Cancer
Vitamin E may indeed increase the risk of prostate cancer
It was once thought that taking vitamin E could reduce the risk of prostate cancer. However, recent research suggests this is not the case. Back in 2008 one large study, known as the Selenium and Vitamin E Cancer Prevention Trial (SELECT), showed that not only did vitamin E fail to decrease the risk of prostate cancer — it may have increased the risk instead.
The SELECT trial was initiated after another study, known as the Alpha-Tocopherol, Beta-Carotene (ATBC) Cancer Prevention Trial, found that men who took vitamin E experienced fewer prostate cancer diagnoses and fewer prostate cancer deaths than men who took a placebo. While these results were intriguing, because the ATBC study did not aim to study prostate cancer specifically, and included a limited sample of men, further research was needed.
The SELECT trial was designed to specifically examine the impact of vitamin E and another supplement, selenium, on prostate cancer risk. The study included 35,533 men ages 50 and older who did not have prostate cancer. Participants were randomly assigned to take daily pills that contained vitamin E, selenium, both, or neither. To determine the impact of supplements on cancer risk, the researchers planned to compare cancer rates among the four different groups over several years.

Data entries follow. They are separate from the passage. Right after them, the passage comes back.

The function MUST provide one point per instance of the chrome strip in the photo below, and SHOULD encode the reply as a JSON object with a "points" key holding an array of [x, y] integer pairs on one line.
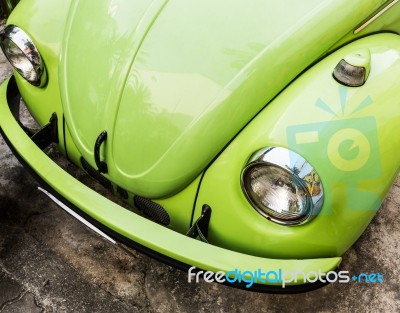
{"points": [[375, 16], [79, 218]]}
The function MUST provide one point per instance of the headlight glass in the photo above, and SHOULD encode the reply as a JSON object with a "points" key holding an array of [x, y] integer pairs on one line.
{"points": [[282, 186], [23, 55]]}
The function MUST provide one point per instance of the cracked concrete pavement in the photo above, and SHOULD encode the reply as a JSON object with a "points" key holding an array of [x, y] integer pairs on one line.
{"points": [[51, 263]]}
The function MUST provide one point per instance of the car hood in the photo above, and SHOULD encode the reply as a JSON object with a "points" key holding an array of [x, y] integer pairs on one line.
{"points": [[172, 82]]}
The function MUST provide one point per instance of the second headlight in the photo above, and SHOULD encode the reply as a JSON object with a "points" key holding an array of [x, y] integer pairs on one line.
{"points": [[23, 55]]}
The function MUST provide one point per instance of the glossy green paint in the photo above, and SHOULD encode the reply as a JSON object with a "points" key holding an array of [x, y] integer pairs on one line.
{"points": [[135, 227], [227, 61], [352, 195]]}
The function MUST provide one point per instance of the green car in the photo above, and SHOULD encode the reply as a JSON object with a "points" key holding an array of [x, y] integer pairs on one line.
{"points": [[253, 142]]}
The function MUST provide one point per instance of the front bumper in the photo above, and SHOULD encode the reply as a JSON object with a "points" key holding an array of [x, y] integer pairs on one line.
{"points": [[133, 230]]}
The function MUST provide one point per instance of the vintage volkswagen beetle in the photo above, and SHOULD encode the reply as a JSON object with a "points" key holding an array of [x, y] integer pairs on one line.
{"points": [[258, 135]]}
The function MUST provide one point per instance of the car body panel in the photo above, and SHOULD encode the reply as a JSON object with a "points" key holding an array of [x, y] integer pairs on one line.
{"points": [[316, 113], [159, 136]]}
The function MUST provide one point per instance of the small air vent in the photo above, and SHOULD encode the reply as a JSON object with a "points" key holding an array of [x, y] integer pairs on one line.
{"points": [[153, 210]]}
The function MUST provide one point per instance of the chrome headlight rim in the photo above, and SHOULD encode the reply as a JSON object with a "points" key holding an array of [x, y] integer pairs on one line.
{"points": [[262, 158], [24, 43]]}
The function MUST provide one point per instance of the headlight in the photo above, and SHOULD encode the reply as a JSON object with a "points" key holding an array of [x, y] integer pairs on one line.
{"points": [[23, 55], [282, 186]]}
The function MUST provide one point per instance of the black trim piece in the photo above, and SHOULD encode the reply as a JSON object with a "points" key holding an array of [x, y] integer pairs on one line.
{"points": [[47, 134], [195, 198], [65, 140], [101, 165], [152, 210], [200, 227], [143, 249]]}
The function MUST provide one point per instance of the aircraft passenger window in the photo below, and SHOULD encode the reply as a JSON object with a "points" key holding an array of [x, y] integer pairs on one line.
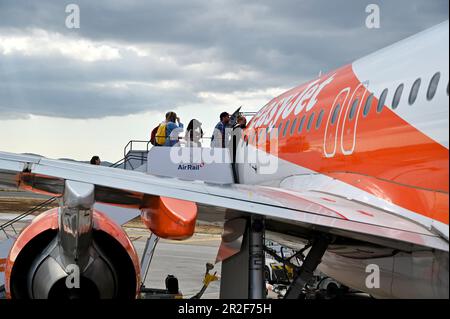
{"points": [[335, 114], [433, 86], [368, 105], [397, 96], [302, 122], [353, 110], [382, 100], [285, 128], [414, 91], [311, 120], [319, 119], [293, 126]]}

In 2008, after following the men for only five and a half years, the trial was stopped short. The study’s safety monitoring committee concluded that neither vitamin E nor selenium — alone or in combination — offered protection against prostate cancer. More importantly, however, they noted that the risk of developing prostate cancer in the vitamin E group was slightly higher than the risk in the other three groups. Though the difference in risk between the groups was not significant in a scientific sense, it was still threatening enough to stop the trial.
Now, seven years into follow-up, this worrisome trend persists. Only this time, the results are more definitive. A new data analysis published in the October issue the Journal of the American Medical Association reveals that the vitamin E group is the only group with a significantly higher rate of both aggressive and non-aggressive prostate cancer. Compared with the placebo group, men who took only vitamin E during the trial were 17% more likely to get prostate cancer over the seven-year period. The researchers were unable to offer an explanation of why taking the vitamin supplement increased cancer rates in these men.
Dr. Marc Garnick, an internationally renowned expert in medical oncology and urologic cancer, and editor in chief of the Annual Report on Prostate Diseases, offers readers some advice in light of these alarming results.
“We know that eating a healthy, balanced diet can help prevent prostate cancer. Based on the results of the SELECT trial, I strongly discourage my patients from taking supplemental vitamin E or selenium. In fact, I tell all my patients to throw away essentially every supplement they swear by; studies have generally not shown them to be helpful for disease prevention. Overall, if people eat a healthy diet, they really shouldn’t need supplements.”
The SELECT trial is the only large study thus far that has shown these results. More, longer-term research is needed to determine exactly why vitamin E might lead to greater prostate cancer risk. The trial’s scientists will offer blood and tissue samples from 3,500 men who participated in the trial to other scientists with an interest in further investigating the potential vitamin E and prostate cancer connection.